BRIEF DESCRIPTION OF DRAWINGS
[0016] FIG. 1 is a schematic configuration diagram of a measurement
apparatus for performing an infrared radiation function test.
DESCRIPTION OF EMBODIMENTS
[0017] A preferred embodiment of a functional fiber according to
the present invention will be presented and described in detail
below in relation to a manufacturing method for manufacturing the
same.
[0018] As will be described later, the functional fiber according
to the present invention includes a fiber material which is
imparted with an infrared radiation function and a deodorizing and
antibacterial function. The type of fiber material is not
particularly limited, and may contain only natural fibers, only
synthetic fibers, or both of such fibers.
[0019] The natural fibers may contain only cellulose fibers, only
animal fibers, or both of such fibers.

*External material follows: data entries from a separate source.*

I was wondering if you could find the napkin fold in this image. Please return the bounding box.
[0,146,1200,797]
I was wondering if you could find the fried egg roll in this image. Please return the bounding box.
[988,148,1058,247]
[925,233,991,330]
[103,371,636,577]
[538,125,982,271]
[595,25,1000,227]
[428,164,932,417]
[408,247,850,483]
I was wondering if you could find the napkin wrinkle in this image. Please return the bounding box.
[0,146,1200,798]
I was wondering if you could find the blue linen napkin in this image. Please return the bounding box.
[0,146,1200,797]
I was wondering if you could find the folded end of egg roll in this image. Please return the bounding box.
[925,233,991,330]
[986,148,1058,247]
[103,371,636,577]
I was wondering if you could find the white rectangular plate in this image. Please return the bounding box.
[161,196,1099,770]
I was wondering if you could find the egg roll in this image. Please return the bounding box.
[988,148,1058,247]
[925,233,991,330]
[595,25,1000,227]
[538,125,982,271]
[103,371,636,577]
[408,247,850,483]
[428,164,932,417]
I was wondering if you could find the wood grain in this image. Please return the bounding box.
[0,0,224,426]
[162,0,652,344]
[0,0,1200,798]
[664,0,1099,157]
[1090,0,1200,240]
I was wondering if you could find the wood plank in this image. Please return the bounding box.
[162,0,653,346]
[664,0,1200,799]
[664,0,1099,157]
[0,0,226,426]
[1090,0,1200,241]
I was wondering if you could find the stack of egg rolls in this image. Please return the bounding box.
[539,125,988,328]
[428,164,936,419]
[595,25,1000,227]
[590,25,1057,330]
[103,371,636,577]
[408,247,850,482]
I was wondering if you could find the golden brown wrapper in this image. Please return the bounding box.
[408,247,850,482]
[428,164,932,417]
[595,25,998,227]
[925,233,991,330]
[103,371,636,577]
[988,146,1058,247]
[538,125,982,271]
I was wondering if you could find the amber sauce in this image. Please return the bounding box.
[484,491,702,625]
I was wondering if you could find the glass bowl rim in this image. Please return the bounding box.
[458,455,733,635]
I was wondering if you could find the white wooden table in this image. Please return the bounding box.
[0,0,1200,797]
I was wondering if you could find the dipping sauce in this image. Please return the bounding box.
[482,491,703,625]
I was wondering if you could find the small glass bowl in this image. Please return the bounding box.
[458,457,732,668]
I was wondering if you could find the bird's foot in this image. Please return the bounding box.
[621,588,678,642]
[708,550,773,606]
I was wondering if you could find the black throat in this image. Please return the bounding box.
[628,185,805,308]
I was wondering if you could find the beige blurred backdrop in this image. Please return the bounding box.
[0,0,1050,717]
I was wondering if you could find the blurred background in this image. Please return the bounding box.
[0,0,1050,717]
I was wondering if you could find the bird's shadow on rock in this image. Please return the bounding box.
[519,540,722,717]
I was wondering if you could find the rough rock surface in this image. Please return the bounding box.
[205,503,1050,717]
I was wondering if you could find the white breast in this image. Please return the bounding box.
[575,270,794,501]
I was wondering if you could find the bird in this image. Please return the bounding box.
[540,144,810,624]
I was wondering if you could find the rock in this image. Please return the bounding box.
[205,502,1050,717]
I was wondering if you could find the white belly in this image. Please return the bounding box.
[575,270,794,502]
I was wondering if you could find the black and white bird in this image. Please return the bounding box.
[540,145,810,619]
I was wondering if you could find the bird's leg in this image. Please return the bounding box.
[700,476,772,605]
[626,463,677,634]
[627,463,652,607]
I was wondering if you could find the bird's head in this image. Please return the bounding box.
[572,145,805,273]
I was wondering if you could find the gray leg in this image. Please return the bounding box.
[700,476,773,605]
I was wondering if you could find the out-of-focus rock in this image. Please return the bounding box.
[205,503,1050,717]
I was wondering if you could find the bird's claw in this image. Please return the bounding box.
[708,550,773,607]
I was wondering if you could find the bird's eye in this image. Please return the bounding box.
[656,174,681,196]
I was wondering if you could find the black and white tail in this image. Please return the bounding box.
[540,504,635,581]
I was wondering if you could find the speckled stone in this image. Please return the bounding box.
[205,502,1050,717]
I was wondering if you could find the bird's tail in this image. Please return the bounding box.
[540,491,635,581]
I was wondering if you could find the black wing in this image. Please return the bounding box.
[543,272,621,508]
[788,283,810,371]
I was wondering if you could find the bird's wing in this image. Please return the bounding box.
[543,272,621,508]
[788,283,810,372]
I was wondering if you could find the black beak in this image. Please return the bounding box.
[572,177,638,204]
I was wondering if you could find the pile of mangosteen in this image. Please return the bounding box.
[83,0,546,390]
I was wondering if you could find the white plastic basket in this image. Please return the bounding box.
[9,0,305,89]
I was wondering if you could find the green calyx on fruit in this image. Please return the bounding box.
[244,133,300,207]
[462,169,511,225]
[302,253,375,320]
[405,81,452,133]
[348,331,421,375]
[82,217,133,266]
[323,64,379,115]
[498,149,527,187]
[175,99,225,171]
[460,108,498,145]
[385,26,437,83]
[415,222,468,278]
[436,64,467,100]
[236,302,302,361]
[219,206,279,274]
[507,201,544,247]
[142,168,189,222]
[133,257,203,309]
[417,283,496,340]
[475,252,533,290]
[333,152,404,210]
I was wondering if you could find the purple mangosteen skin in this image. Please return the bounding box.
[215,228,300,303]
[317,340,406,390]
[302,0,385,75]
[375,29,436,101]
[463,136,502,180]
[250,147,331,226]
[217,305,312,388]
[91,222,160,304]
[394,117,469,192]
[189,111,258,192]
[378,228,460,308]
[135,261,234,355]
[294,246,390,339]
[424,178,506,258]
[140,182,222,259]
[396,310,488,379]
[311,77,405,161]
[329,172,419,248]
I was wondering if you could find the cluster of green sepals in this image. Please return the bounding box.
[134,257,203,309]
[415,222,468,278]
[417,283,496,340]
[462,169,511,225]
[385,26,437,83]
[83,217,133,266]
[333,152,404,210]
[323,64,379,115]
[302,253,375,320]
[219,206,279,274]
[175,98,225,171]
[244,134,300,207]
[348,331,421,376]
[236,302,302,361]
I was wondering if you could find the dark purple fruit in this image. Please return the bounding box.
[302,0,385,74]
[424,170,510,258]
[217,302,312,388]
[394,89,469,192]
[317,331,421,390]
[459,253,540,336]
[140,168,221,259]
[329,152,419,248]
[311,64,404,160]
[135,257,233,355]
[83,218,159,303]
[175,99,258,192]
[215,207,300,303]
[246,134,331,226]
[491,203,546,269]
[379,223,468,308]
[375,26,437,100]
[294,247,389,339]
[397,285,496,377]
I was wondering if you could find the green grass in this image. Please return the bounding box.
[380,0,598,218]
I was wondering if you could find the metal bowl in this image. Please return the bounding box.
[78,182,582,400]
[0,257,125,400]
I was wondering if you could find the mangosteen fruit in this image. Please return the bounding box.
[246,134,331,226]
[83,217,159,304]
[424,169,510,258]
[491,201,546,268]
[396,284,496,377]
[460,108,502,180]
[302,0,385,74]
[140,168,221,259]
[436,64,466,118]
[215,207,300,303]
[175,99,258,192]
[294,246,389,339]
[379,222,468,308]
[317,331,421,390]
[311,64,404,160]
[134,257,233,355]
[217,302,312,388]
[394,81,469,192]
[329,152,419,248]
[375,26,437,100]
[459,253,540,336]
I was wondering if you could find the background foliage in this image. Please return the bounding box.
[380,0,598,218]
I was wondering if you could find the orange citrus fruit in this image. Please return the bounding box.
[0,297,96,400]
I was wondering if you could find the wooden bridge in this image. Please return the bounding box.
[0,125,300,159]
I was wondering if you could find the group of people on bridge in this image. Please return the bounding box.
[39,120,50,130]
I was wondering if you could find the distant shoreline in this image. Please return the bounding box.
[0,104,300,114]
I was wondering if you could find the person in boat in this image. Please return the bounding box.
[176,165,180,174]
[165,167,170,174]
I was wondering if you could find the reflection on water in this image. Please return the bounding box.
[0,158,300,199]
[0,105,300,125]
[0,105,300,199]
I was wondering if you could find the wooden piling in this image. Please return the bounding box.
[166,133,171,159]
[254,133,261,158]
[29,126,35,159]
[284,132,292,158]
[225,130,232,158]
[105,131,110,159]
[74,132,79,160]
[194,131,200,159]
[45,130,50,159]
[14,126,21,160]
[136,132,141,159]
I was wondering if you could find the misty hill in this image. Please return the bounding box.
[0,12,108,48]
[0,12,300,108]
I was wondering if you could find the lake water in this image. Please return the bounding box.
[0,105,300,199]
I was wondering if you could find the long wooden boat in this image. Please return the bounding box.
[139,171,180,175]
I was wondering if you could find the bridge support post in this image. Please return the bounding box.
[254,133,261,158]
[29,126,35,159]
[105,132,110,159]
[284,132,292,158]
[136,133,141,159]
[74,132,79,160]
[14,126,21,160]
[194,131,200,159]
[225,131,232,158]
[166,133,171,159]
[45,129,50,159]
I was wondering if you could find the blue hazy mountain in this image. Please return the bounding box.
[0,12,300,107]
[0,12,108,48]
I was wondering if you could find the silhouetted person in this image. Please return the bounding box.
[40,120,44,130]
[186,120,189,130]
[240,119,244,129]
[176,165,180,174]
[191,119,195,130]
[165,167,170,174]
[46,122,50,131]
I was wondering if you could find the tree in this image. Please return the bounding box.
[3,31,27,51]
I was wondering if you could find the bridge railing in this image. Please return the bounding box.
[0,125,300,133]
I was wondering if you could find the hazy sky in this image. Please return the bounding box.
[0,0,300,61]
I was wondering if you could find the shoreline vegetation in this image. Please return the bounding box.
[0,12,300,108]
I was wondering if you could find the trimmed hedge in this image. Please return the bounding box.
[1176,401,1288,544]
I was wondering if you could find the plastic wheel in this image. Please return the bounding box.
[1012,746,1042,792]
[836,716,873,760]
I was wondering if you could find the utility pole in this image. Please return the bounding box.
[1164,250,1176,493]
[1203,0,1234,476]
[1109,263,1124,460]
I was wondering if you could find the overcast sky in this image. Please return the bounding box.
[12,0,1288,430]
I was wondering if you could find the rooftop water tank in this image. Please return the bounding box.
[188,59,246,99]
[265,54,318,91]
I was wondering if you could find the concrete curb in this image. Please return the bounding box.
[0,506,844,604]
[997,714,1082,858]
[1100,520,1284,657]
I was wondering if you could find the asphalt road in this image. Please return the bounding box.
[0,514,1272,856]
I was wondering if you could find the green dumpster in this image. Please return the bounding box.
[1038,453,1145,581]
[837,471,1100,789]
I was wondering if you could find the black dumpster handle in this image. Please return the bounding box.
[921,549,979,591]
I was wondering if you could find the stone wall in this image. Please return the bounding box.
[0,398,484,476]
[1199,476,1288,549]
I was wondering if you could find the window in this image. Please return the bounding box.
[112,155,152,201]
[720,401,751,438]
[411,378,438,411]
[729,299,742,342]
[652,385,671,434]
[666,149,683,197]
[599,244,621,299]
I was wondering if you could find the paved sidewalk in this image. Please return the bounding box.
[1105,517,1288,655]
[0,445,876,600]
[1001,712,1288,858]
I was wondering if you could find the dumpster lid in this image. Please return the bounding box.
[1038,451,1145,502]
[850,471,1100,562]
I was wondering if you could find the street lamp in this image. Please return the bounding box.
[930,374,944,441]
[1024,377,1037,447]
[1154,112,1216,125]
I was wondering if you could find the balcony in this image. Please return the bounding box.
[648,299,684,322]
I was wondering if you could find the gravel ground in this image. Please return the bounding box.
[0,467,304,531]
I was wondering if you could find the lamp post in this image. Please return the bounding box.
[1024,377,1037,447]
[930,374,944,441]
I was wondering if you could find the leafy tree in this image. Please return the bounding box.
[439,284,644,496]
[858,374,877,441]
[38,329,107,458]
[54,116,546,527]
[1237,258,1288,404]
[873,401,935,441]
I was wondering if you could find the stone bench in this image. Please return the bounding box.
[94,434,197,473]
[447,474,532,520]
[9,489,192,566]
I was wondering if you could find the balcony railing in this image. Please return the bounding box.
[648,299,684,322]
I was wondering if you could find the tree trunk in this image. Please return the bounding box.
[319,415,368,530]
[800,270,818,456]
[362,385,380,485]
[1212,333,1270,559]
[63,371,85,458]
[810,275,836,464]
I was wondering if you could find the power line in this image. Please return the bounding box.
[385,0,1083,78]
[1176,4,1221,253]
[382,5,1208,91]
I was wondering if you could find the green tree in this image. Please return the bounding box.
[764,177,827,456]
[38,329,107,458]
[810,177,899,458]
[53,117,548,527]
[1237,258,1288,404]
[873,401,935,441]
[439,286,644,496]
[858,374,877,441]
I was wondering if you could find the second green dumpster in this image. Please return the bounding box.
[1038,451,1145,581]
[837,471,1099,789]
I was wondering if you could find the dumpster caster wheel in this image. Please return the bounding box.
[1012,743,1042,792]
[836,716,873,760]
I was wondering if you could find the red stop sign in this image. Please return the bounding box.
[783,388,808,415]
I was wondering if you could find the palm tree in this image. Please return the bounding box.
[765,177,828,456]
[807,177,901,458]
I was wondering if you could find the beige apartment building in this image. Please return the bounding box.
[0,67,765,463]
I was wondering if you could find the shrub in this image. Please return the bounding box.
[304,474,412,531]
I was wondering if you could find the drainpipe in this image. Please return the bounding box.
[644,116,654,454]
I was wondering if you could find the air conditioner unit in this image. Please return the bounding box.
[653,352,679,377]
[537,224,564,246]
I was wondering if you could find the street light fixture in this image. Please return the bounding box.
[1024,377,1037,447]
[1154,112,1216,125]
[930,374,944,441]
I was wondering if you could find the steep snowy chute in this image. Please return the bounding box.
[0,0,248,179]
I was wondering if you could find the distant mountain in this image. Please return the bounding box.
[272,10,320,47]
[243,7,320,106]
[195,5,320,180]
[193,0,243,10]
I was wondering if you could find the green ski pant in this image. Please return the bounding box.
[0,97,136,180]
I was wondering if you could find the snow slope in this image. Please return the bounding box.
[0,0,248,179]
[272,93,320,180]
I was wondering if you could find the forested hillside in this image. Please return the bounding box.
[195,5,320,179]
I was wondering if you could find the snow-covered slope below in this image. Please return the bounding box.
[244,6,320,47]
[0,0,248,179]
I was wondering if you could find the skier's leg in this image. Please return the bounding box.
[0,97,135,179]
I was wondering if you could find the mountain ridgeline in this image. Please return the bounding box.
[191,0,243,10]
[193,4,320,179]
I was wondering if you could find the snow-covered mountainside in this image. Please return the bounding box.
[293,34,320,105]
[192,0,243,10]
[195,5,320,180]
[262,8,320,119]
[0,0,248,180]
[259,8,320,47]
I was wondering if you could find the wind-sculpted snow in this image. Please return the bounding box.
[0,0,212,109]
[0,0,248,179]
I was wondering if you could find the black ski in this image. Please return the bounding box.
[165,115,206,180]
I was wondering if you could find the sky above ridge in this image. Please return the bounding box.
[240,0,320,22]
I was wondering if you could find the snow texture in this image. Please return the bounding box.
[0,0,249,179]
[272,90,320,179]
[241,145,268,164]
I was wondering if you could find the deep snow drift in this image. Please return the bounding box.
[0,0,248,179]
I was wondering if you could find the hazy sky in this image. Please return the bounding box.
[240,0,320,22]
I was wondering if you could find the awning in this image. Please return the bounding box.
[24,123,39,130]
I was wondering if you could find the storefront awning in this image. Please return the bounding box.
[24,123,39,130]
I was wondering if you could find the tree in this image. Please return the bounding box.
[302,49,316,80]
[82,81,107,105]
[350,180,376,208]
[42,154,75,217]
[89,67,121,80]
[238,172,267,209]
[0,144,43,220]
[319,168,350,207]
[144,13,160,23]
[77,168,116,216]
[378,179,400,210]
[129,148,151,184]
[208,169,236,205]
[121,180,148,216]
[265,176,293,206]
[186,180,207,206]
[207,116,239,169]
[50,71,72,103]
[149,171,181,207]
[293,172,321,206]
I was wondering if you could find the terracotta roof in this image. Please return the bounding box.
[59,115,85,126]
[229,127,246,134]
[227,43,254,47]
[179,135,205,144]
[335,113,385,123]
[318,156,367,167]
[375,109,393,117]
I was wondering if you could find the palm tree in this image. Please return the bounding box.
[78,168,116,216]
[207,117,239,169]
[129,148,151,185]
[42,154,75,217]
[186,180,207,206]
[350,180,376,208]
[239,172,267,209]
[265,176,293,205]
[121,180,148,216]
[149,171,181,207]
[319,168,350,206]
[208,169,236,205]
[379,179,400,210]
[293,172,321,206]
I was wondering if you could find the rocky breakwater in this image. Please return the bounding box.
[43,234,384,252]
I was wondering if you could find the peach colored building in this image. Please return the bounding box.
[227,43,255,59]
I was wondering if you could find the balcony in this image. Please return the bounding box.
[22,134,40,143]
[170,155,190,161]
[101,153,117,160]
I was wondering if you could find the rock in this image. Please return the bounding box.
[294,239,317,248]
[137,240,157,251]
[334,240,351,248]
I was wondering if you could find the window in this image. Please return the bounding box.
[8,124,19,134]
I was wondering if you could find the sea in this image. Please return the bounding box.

As representative cellulose
fibers, there may be cited cotton which is a natural plant fiber,
but the cellulose fibers may also be hemp fibers such as ramie,
linen, hemp, jute, manila hemp, sisal hemp, or the like. Further,
the cellulose fibers may be composed of so-called regenerated
fibers obtained by dissolving natural cellulose in a predetermined
solvent and then molding it into a fibrous form. Specific examples
of this type of regenerated fiber include rayon, polynosic, cupra,
and Tencel (registered trademark of Lenzing AG, Austria).
[0020] Representative examples of animal fibers include silk, wool,
or animal hair fibers. Specific examples of animal hair fibers
include alpaca, mohair, angora, cashmere, camel, vicugna, and the
like.
[0021] Examples of synthetic fibers include polyester, acrylic,
polyurethane, aliphatic polyamide-based fibers (including 6-nylon
and 6,6-nylon), aromatic polyamide-based fibers, and the like.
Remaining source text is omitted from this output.